By Jarno Lintusaari, Paul Blomstedt, Tuomas Sivula, Michael U. Gutmann, Samuel Kaski, Jukka Corander

Posted 07 Nov 2017
bioRxiv DOI: 10.1101/215533 (published DOI: 10.12688/wellcomeopenres.15048.1)

Earlier research has suggested that Approximate Bayesian Computation (ABC) makes it possible to fit simulator-based intractable birth-death models to investigate communicable disease outbreak dynamics with accuracy comparable to that of exact Bayesian methods. However, recent findings have indicated that key parameters such as the reproductive number R may remain poorly identifiable. Here we show that the identifiability issue can be resolved by taking into account disease-specific characteristics of the transmission process in closer detail. Using tuberculosis (TB) in the San Francisco Bay area as a casestudy, we consider the situation where the genotype data are generated as a mixture of three stochastic processes, each with their distinct dynamics and clear epidemiological interpretation. The ABC inference yields stable and accurate posterior inferences about outbreak dynamics from aggregated annual case data with genotype information.
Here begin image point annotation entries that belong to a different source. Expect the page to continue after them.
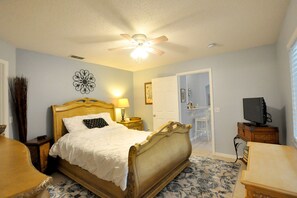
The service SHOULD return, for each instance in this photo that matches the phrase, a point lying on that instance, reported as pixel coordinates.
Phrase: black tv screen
(254, 110)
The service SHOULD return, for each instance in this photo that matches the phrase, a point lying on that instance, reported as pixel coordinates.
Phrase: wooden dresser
(136, 124)
(248, 132)
(18, 177)
(271, 171)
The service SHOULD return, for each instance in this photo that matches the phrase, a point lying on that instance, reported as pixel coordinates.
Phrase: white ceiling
(88, 28)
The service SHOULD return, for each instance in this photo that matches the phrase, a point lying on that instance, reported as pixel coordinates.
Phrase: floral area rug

We also show that under the proposed model, the infectious population size can be reliably inferred from the data. The estimate is approximately two orders of magnitude smaller compared to assumptions made in the earlier ABC studies, and is much better aligned with epidemiological knowledge about active TB prevalence. Similarly, the reproductive number R related to the primary underlying transmission process is estimated to be nearly three-fold compared with the previous estimates, which has a substantial impact on the interpretation of the fitted outbreak model.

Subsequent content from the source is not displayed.